Cross-sector approach needed to tackle air pollution
The Government last week launched its new ‘Clean Air Strategy: 2019’ which aims to cut the costs of air pollution to society by £1.7 billion every year by 2020, rising to £5.3 billion every year from 2030.
Commenting on the Government’s ‘Clean Air Strategy: 2019’, Dr Iq Mead, Lecturer in Emissions Technology at Cranfield University, said: “While air pollution levels are generally declining in the UK, we still have significant areas of the UK with air quality which does not meet World Health Organisation standards.

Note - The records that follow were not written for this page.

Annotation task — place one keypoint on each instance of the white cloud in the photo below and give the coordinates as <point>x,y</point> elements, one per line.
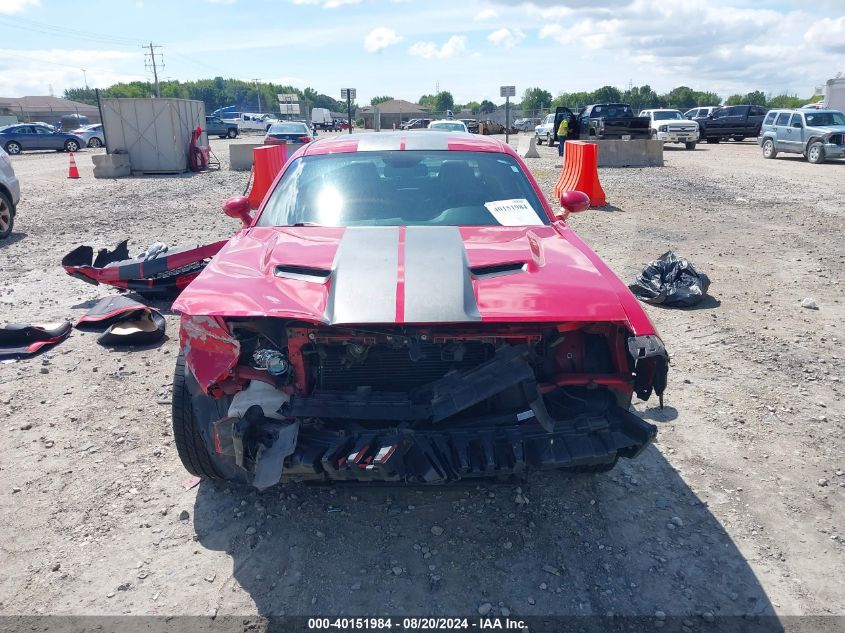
<point>16,6</point>
<point>380,38</point>
<point>827,34</point>
<point>506,38</point>
<point>429,50</point>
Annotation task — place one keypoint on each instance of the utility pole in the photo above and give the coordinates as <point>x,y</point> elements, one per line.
<point>258,92</point>
<point>152,64</point>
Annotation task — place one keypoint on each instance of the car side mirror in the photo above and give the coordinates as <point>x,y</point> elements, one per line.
<point>238,207</point>
<point>572,202</point>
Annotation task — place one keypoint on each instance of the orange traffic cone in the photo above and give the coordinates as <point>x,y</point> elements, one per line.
<point>72,171</point>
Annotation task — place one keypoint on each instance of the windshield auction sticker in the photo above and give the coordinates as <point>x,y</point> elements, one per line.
<point>515,212</point>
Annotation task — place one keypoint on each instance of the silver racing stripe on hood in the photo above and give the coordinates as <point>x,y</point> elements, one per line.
<point>364,274</point>
<point>438,287</point>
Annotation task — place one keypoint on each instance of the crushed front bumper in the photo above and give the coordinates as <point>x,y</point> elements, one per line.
<point>447,455</point>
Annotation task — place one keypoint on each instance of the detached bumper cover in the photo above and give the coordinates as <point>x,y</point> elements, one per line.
<point>438,457</point>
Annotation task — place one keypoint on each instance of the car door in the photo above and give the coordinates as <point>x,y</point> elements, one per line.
<point>795,133</point>
<point>782,131</point>
<point>45,138</point>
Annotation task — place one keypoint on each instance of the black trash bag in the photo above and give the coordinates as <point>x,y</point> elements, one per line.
<point>671,281</point>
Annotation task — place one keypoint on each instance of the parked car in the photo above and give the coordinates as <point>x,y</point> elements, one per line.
<point>817,134</point>
<point>670,126</point>
<point>735,122</point>
<point>250,121</point>
<point>91,135</point>
<point>695,114</point>
<point>450,125</point>
<point>490,127</point>
<point>25,137</point>
<point>287,133</point>
<point>215,126</point>
<point>472,125</point>
<point>610,121</point>
<point>544,131</point>
<point>10,195</point>
<point>363,327</point>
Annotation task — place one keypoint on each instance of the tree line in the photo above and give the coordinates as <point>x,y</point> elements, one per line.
<point>215,93</point>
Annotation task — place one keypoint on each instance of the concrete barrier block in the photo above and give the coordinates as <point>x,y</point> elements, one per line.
<point>111,165</point>
<point>240,155</point>
<point>528,146</point>
<point>633,153</point>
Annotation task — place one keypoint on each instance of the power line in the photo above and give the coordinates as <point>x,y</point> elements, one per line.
<point>152,63</point>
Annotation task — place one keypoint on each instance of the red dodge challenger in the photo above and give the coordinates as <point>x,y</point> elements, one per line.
<point>408,307</point>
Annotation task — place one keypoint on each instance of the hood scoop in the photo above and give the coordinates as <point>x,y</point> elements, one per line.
<point>303,273</point>
<point>498,270</point>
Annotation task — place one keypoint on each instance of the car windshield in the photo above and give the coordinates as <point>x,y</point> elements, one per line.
<point>453,127</point>
<point>288,128</point>
<point>824,118</point>
<point>667,116</point>
<point>405,188</point>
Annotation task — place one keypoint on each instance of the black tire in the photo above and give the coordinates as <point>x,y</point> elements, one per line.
<point>815,153</point>
<point>769,150</point>
<point>7,216</point>
<point>592,469</point>
<point>186,432</point>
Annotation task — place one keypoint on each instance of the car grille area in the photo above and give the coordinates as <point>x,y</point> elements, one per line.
<point>395,369</point>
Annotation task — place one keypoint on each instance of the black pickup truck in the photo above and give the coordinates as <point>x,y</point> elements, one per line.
<point>611,121</point>
<point>736,122</point>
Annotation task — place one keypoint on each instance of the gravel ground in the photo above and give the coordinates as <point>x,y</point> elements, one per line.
<point>736,510</point>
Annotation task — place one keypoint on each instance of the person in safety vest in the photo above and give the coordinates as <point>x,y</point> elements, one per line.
<point>562,133</point>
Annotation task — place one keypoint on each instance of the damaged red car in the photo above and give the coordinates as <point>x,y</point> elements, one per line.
<point>408,307</point>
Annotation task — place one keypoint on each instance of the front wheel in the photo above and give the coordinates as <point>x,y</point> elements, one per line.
<point>815,153</point>
<point>769,150</point>
<point>187,434</point>
<point>7,216</point>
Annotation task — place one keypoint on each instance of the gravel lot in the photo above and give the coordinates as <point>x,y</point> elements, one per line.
<point>736,510</point>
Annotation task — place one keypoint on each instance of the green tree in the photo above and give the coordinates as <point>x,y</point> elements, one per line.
<point>473,106</point>
<point>486,107</point>
<point>443,101</point>
<point>535,99</point>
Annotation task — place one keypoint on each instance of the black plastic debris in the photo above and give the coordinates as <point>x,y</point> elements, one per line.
<point>671,281</point>
<point>19,340</point>
<point>126,322</point>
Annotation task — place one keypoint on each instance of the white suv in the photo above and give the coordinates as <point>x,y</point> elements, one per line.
<point>670,126</point>
<point>10,195</point>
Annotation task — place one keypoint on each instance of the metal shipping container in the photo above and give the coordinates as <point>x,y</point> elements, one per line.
<point>156,133</point>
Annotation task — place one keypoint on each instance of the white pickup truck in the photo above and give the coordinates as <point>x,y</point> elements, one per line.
<point>670,126</point>
<point>250,121</point>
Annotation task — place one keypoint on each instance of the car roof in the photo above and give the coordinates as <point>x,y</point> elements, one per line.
<point>399,141</point>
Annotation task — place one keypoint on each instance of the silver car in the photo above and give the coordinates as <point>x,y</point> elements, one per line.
<point>817,134</point>
<point>10,195</point>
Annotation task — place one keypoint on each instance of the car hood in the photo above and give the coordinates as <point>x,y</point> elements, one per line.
<point>356,275</point>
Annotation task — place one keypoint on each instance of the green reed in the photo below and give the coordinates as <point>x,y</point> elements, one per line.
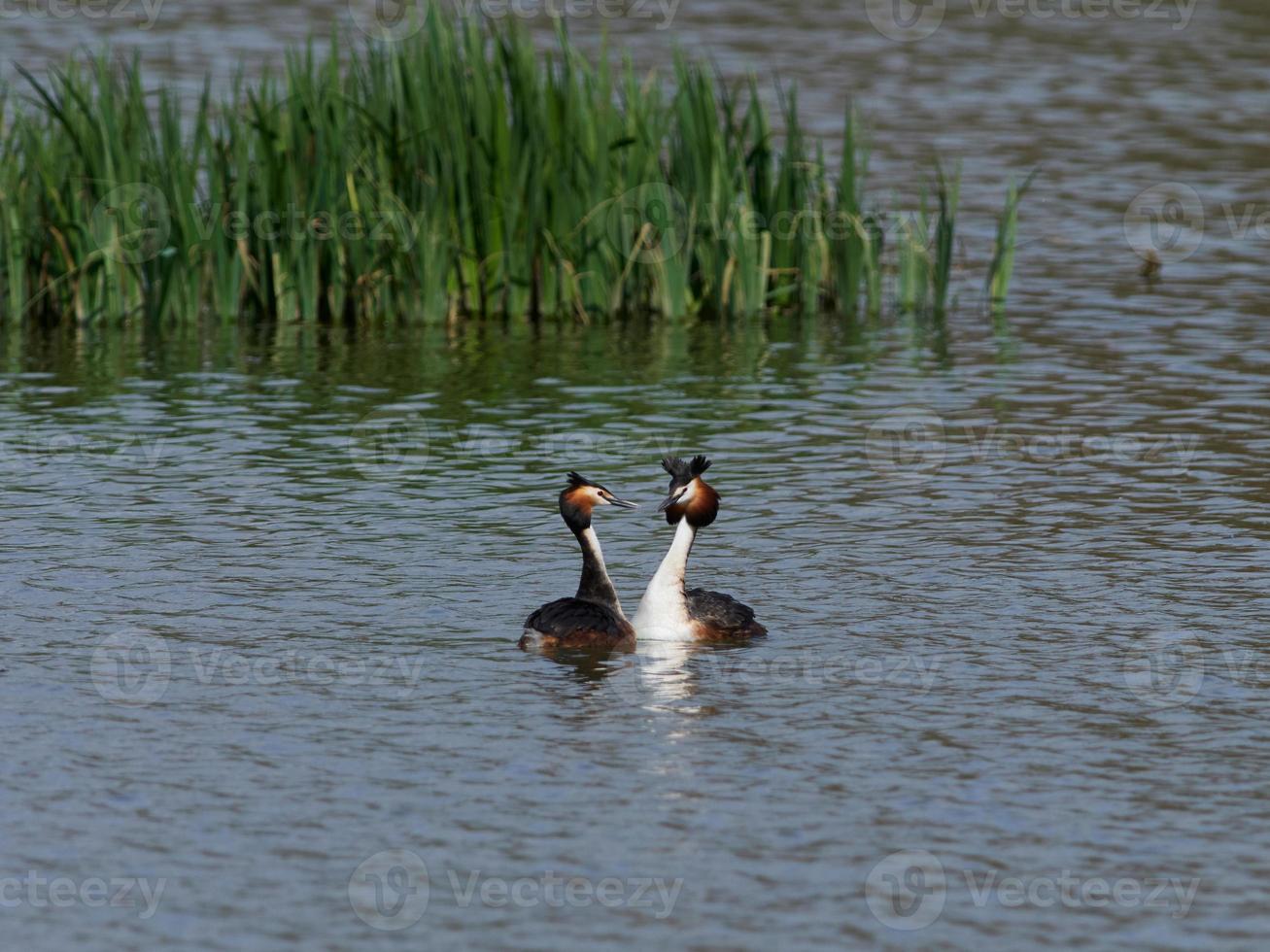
<point>460,172</point>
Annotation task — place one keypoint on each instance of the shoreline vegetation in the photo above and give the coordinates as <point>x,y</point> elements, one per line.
<point>459,172</point>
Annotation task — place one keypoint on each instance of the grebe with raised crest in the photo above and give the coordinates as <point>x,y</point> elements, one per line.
<point>594,617</point>
<point>669,612</point>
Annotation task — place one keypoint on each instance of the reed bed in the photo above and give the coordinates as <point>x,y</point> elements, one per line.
<point>462,172</point>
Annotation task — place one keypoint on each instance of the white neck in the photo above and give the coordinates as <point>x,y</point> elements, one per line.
<point>663,612</point>
<point>595,584</point>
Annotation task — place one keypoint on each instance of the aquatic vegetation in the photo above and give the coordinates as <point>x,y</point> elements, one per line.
<point>460,172</point>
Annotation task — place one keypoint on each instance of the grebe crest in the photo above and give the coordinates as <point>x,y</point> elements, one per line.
<point>689,496</point>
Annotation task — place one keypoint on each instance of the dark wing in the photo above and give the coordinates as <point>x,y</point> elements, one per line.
<point>723,615</point>
<point>571,622</point>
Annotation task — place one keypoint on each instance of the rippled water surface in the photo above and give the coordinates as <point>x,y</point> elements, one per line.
<point>263,587</point>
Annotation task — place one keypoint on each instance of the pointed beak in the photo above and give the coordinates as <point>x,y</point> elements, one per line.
<point>672,499</point>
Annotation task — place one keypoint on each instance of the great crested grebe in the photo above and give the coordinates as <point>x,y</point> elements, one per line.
<point>669,612</point>
<point>594,617</point>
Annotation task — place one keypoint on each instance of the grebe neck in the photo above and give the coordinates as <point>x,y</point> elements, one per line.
<point>663,612</point>
<point>669,574</point>
<point>595,584</point>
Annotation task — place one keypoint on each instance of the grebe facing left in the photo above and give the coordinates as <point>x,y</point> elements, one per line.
<point>594,617</point>
<point>669,612</point>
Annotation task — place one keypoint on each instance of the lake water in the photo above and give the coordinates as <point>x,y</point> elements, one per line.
<point>260,687</point>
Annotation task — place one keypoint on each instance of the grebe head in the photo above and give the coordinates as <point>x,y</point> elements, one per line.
<point>580,496</point>
<point>690,495</point>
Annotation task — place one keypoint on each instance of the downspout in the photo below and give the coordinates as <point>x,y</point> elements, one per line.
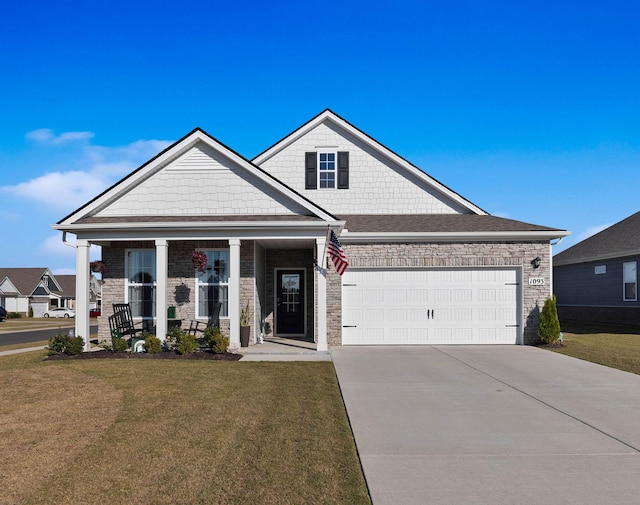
<point>64,240</point>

“The standards announced are welcome but we need more detail on what action will be taken to reduce air pollution, particularly in urban centres, which are often the most problematic areas.
“What is needed is a joined-up cross-sectoral approach that harnesses the latest clean technology. Sectors such as transport including aviation, the energy industry and agriculture, need ambitious action plans that allow them to continue to grow while also reducing their level of pollutants.
“At Cranfield, we are working with industry and regulators to advance knowledge of the processes leading to harmful emissions, gaining insights into the consequences of emissions, and developing an understanding of effective intervention measures.”
The Cranfield University/NCAS Centre for Atmospheric and Emissions Research is a £3m joint investment between the Natural Environment Research Council (NERC), the National Centre for Atmospheric Science (NCAS), and Cranfield University. It provides a focal point for research-active staff, as well as being a shared home with like-minded researchers at the Facility for Airborne Atmospheric Measurements (FAAM) also based at Cranfield.